# MTH 2-8-8-8-2 Triplex Locomotive



## jbt (Jan 24, 2011)

I recently purchased a MTH 2-8-8-8-2 Triplex Locomotive. first off, it's heavy as heck. But the thing that bothers me the most is that the very front of the engine keeps falling away from the rest of the train. It doesn't fall off, but it falls away. I am wondering if anyone else who has purchased that same locomotive has had the same problem. Secondly, with it I purchased the MTH DCS remote control. Must I use AC power with this unit, or will any DC transformer work. I tried it with a PIKO transformer and the unit did not even recognize my train. Any help would be appreciated. Also, are there used G scale units for sale out there on some web site? I don't think my hobby will last long if I have to keep shelling out the costs for units that is associated with G scale.


----------



## Scottychaos (Jan 2, 2008)

jbt,
welcome to MLS! 
by "fall away" do you mean the front end keeps derailing? falling off the rails?
just need some more clarification on that before people can help you with that..


As for cost, starting with a MTH 2-8-8-8-2 you started off at the EXPENSIVE end of the hobby! 
there are many many locomotives MUCH less expensive than that..
I would recommend picking up a copy of "Garden Railways" magazine..that has lots of dealer advertisements that will show you what is available,
and how much things cost..
As a reference, one of the most common steam locomotives in the hobby is the Bachmann 10th anniversary 4-6-0 "Big Hauler" locomotive..
called the "annie" as a nick-name..
its a beautiful locomotive, well detailed, and sells new for about $150.
click below for some photos:

Bachmann Annie 4-6-0

Bachmann annie and passenger cars

those passenger cars sell for about $40 each.
this *can* be an expensive hobby, but it doesnt have to be! 

Scot


----------



## jbt (Jan 24, 2011)

What I mean by "fall away" is that when I pick it up, the front end falls away from the train. It does not come off, but just hangs there. I've looked for screws, etc, but I don't see that any have came out. I started with a PIKO set with an engine and a gondola car and a caboose. I bought a couple more cars, and the man at the shop said I should probably get a better engine. The ones he was recommending were about $2200.00 so I thought this engine at $900 was a better deal. This dealer also told me to stay away from Bachman for some reason.

JBT


----------



## adelmo (Jan 2, 2008)

The Triplex is a very complicated engine (lots of parts). It will run on AC or DC. Check the manual for recommended power units.
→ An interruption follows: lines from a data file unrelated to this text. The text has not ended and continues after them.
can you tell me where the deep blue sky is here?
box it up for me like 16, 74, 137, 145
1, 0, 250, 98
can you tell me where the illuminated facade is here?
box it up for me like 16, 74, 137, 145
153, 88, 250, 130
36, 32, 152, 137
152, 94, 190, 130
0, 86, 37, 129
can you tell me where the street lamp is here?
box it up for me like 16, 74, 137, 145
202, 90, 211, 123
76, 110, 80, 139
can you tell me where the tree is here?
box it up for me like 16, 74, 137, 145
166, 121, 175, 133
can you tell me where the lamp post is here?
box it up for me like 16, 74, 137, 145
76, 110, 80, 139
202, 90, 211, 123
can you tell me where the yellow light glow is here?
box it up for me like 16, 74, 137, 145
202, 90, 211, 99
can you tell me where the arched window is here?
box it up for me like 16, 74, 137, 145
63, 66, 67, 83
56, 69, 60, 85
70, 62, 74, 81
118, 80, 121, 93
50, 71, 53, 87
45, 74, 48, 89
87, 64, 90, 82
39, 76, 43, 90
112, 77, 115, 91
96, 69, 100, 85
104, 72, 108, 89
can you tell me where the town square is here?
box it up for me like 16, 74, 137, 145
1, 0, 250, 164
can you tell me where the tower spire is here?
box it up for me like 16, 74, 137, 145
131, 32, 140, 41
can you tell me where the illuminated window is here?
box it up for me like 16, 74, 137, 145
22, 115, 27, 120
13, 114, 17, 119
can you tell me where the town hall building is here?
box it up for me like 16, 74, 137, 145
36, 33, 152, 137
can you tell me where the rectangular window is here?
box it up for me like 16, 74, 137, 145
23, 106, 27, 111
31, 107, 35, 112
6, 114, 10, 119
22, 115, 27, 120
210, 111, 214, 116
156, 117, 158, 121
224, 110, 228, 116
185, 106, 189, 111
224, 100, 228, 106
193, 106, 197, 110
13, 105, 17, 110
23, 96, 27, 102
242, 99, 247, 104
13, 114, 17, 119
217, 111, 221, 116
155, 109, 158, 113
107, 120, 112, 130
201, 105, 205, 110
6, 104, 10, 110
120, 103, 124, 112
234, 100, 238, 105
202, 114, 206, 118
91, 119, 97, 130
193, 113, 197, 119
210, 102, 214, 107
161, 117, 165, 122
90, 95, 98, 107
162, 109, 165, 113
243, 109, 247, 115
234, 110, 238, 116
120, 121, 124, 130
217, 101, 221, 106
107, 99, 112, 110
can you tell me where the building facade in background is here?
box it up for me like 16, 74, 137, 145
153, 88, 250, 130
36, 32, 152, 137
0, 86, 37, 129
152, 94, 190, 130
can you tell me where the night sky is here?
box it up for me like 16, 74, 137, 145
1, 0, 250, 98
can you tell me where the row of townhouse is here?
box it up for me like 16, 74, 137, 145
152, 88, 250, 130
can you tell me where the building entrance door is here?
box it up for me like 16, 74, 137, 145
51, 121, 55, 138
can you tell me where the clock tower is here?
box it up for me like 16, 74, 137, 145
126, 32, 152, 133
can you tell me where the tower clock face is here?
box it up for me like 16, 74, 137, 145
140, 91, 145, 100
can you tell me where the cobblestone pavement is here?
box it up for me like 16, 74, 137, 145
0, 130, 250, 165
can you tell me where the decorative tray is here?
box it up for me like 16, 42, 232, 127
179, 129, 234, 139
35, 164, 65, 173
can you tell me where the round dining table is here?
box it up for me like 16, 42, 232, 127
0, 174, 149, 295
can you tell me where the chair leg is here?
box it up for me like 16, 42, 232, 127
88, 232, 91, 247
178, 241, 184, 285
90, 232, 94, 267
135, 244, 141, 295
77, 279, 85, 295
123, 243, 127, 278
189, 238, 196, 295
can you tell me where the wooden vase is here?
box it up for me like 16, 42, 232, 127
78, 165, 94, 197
They are very fragile. Check to make sure a front plastic part has not been broken. This is a common problem during shipping.

I would have started with a used LGB Mogul if steam is desired. 

You have found the best Large Scale Forum and will receive great advice here.

Good Luck.


----------



## TJH (Dec 27, 2007)

I second the LGB Mogul nomination. They are ubiquitous and easy to find, dead reliable, require virtually no maintenance, and r good runners. Some are a little plain and depending on your tastes may need some details added, some parts aren't easy to find (but the locos reliability makes that almost a non issue), and they aren't the strongest pullers but otherwise they are great engines. prices are all over the place depending on exactly which model you are getting and any modifications, but I'd say a good used one could probably be picked up for under $300.


----------



## TJH (Dec 27, 2007)

I second the LGB Mogul nomination. They are ubiquitous and easy to find, dead reliable, require virtually no maintenance, and r good runners. Some are a little plain and depending on your tastes may need some details added, some parts aren't easy to find (but the locos reliability makes that almost a non issue), and they aren't the strongest pullers but otherwise they are great engines. prices are all over the place depending on exactly which model you are getting and any modifications, but I'd say a good used one could probably be picked up for under $300. 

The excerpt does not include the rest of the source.